Financial Considerations

  • Capital Payback Period:
    • Should be well-defined, typically 3-8 years.
    • Discounting reduces long-term cash flow value.
  • Cutoff Grades:
    • High initial cutoff grades to have high head grades and margins.
    • Must vary with capital needs and market conditions.
  • Discount Rates:
    • Minimum 8% is advisable; HK Stock Exchange minimum is 10%.
    • BHP Tier 1 projects apply a 12% rate.

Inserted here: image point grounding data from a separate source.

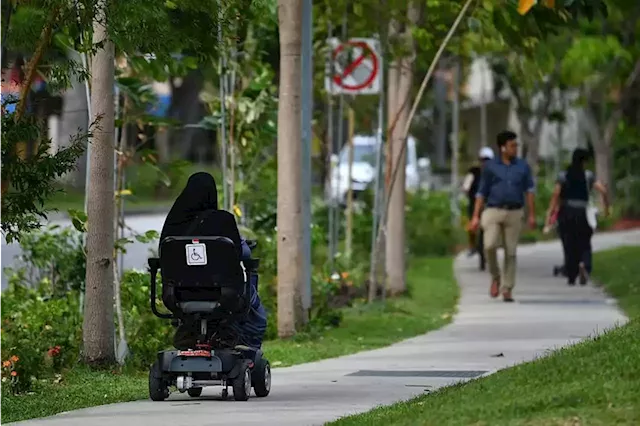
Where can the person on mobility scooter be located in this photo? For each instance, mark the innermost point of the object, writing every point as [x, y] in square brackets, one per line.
[209, 284]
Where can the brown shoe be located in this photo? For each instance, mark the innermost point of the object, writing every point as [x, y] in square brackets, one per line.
[494, 290]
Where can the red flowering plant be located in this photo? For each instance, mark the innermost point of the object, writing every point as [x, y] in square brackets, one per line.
[9, 376]
[41, 331]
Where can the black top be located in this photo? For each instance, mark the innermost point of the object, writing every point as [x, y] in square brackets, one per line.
[473, 190]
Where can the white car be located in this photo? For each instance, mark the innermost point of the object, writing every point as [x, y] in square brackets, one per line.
[365, 149]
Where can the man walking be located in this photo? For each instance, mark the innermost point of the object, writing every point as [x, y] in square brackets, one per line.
[505, 183]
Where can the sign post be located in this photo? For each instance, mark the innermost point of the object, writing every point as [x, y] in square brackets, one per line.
[356, 69]
[307, 135]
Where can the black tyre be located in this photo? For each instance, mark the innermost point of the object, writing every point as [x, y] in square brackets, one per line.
[261, 378]
[194, 392]
[158, 389]
[242, 385]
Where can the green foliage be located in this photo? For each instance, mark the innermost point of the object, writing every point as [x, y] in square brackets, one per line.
[40, 336]
[32, 179]
[431, 230]
[52, 259]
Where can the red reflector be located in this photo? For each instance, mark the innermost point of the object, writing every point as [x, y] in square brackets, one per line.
[195, 353]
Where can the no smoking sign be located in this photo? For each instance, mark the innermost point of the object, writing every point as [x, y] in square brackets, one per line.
[355, 67]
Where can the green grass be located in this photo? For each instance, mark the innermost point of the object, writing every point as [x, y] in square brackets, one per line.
[619, 271]
[430, 305]
[596, 382]
[433, 295]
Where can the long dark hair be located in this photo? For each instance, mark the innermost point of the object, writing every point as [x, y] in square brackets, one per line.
[575, 174]
[576, 168]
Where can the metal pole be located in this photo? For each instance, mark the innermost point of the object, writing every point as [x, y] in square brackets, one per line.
[483, 107]
[337, 221]
[305, 162]
[558, 164]
[223, 124]
[332, 150]
[455, 143]
[349, 210]
[373, 286]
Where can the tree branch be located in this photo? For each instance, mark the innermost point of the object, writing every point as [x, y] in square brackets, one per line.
[45, 39]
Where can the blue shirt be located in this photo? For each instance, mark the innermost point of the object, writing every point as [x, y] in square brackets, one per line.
[505, 184]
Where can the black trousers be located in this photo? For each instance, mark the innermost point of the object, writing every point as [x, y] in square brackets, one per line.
[576, 237]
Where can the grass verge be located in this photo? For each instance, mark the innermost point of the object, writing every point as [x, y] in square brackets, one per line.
[594, 382]
[429, 305]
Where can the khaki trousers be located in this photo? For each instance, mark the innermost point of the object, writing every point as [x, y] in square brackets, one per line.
[502, 226]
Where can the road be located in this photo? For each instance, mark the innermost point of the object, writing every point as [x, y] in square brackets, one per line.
[486, 335]
[137, 253]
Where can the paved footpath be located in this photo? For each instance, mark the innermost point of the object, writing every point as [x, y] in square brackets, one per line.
[547, 314]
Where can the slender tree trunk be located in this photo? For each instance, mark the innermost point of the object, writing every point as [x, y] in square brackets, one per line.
[396, 259]
[602, 146]
[98, 327]
[289, 174]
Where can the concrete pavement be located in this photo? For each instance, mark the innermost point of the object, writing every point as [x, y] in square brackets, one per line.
[486, 335]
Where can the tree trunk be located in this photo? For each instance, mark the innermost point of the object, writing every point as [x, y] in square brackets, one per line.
[395, 260]
[602, 145]
[395, 242]
[289, 174]
[98, 327]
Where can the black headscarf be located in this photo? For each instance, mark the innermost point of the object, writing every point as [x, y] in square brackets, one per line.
[200, 196]
[575, 185]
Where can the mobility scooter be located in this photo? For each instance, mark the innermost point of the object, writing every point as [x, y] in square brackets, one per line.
[205, 284]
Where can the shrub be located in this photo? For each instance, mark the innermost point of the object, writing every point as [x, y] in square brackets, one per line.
[52, 257]
[146, 333]
[430, 228]
[40, 336]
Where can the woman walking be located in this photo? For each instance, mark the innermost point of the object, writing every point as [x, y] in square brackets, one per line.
[470, 187]
[571, 199]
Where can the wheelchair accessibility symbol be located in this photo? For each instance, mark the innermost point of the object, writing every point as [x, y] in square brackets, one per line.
[196, 254]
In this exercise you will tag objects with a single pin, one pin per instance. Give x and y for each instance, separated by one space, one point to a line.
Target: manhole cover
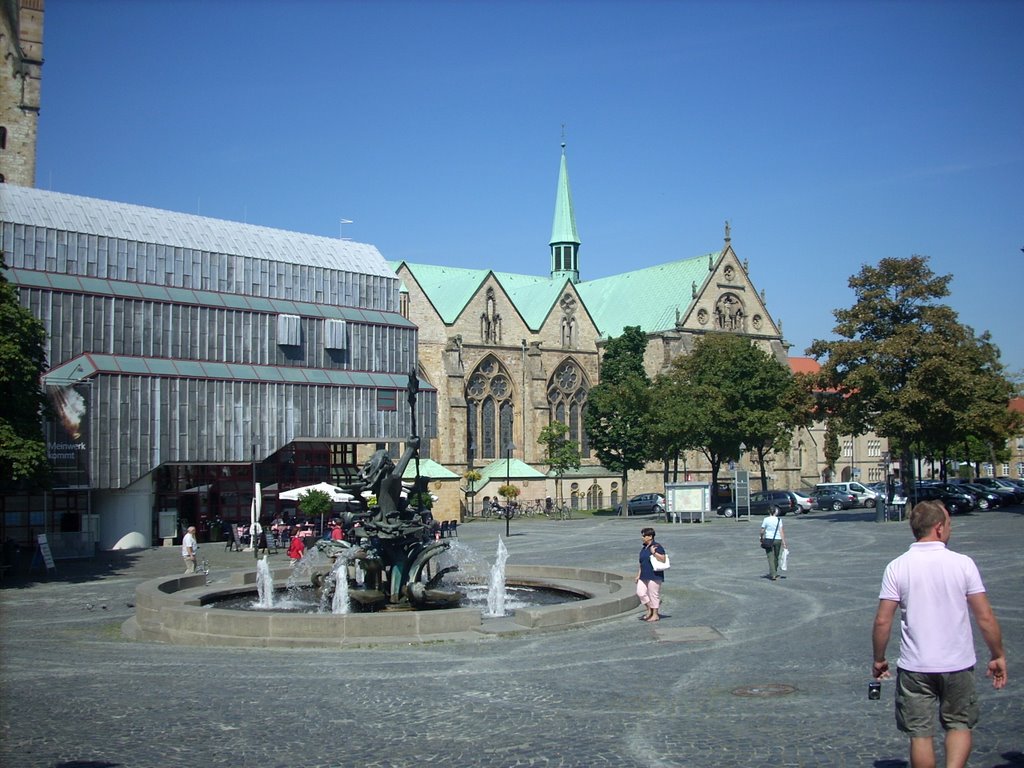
764 691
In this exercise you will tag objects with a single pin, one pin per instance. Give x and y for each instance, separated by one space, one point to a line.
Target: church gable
568 324
489 317
727 301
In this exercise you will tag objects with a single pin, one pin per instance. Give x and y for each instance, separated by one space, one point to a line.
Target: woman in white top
772 541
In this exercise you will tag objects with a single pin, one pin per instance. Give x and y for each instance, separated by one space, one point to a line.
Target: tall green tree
23 403
560 454
725 393
904 367
616 415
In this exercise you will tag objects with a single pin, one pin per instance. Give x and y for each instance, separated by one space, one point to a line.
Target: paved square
619 693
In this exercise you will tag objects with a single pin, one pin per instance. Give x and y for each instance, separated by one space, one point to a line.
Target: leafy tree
773 403
905 367
420 500
726 392
616 415
23 403
313 504
561 455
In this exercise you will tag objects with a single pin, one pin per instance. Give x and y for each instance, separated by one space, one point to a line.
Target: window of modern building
289 330
335 334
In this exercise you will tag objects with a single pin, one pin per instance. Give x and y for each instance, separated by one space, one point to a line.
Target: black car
763 503
995 484
834 500
955 503
644 504
988 498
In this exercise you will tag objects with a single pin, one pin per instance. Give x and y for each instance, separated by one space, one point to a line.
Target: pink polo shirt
931 585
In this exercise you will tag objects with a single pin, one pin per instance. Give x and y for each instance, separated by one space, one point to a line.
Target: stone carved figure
392 543
729 313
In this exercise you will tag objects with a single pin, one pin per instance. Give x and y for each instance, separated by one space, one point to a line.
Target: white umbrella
336 494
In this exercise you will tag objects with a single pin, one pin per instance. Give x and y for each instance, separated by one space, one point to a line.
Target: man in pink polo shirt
936 590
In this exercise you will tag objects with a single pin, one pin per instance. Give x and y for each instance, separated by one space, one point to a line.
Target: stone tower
22 42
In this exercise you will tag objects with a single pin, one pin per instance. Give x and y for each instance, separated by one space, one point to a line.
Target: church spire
564 241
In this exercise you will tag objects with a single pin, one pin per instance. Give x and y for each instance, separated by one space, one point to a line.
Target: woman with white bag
650 576
773 541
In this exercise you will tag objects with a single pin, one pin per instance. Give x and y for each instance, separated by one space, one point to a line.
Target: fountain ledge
175 609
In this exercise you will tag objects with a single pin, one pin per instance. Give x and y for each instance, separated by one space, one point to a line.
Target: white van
865 497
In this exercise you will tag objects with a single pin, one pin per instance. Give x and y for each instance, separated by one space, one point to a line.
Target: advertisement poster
68 435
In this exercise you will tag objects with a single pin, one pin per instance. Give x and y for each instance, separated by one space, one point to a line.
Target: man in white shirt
936 590
188 549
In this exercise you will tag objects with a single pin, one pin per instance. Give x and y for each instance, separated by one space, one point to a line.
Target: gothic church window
568 305
489 412
567 398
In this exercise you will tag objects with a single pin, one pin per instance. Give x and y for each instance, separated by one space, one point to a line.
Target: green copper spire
564 241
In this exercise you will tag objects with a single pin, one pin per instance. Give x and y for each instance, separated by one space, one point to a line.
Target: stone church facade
510 352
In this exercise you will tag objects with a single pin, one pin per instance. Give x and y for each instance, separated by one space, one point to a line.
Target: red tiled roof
804 366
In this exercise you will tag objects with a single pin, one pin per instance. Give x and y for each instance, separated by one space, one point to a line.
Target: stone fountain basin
178 610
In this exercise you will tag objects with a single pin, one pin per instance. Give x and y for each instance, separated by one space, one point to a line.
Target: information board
687 499
45 553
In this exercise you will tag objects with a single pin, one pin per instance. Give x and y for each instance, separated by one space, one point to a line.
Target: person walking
772 541
189 547
936 590
649 581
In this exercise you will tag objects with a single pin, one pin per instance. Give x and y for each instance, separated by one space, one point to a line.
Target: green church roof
648 297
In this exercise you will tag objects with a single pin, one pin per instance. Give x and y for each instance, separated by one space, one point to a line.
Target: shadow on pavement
28 571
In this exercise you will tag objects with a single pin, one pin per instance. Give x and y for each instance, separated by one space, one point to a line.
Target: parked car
954 502
644 504
987 498
834 499
995 483
865 497
805 502
1019 482
762 502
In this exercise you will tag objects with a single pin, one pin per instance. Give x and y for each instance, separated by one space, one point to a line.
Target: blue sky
829 134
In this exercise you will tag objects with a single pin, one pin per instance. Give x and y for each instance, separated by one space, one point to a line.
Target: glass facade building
189 357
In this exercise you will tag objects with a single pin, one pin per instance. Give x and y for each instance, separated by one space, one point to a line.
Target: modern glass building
190 358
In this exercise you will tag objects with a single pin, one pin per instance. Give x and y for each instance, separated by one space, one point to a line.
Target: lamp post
254 519
735 483
508 481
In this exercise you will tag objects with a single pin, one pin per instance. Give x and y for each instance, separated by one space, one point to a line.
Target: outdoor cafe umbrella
336 494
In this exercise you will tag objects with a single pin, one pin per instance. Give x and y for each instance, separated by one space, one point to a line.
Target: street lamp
509 446
735 483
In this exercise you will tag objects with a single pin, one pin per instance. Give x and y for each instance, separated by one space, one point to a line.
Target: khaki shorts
918 692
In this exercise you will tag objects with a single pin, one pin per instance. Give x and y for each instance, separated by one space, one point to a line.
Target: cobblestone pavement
617 693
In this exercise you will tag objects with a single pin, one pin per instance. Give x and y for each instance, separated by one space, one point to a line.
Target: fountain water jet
496 585
264 585
339 603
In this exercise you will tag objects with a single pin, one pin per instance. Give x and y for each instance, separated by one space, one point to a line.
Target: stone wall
22 42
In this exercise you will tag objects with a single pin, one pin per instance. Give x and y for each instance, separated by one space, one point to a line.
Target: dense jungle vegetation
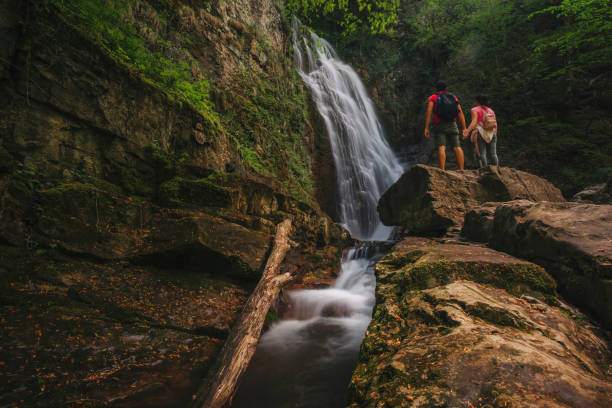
545 65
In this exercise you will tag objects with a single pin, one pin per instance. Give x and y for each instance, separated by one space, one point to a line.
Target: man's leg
492 147
442 156
482 146
459 155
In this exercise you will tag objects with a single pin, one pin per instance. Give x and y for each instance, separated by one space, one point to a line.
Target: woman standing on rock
485 135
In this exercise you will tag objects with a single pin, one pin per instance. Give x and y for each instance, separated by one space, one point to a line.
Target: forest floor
83 333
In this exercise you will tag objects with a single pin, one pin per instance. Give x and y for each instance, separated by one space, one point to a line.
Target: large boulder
428 200
461 325
599 194
572 241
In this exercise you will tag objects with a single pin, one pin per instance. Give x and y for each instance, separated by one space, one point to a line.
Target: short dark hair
482 99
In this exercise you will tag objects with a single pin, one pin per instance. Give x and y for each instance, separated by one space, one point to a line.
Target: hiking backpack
447 107
489 122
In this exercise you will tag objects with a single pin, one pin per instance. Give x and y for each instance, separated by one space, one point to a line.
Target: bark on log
240 345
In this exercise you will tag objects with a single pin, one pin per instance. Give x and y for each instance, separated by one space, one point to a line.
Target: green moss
267 119
200 193
517 279
113 25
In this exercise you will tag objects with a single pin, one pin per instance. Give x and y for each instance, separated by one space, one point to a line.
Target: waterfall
306 359
365 164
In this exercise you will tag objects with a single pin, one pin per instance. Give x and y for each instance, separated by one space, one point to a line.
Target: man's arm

Market and Pricing Forecasts

  • Metal Price Forecasting:
    • Forecasts beyond a few years are unreliable.
    • Very few banks forecast gold prices more than 5 years ahead.
  • Effect of Contaminants:
    • Penalties applied for ore concentrate contaminants.
    • Recent shift in iron ore market to higher quality inputs due to evolving needs.

Technical Aspects

  • Geotechnical Parameters:
    • Critical for the stability of mine structures.
  • Operating Costs:
    • Derived from energy use, primarily diesel.
    • Limited variation due to energy costs.

Productivity and Fixed Costs

  • Productivity Factors:
    • Varies by local context; manufacturer estimates not always applicable.
  • Opaque Fixed Costs:
    • Include head office, baseline power, and interest on loans.

Resource Models and Reserves

  • Critical Evaluation Needed:
    • Reporting codes require informed criticism of resources.
    • Poor factoring of dilution (waste rock) impacts estimates.
  • Reserve Estimates:
    • Reserves should not exceed reliable forecasting period (5-8 years).
    • Schedules and sensitivity analysis are vital.

Valuation Influences

  • Licensing and Rehabilitation Costs:
    • Must be treated as fixed costs in financial models.
  • Documentation:
    • All assumptions and estimates need supporting documentation.

Regulatory Environment

  • Australian Market:
    • Investors assumed to have knowledge; self-responsibility emphasized.
  • Hong Kong and Singapore:
    • More regulatory oversight due to less informed investor base.
    • This regulation is deemed appropriate for market maturity stages.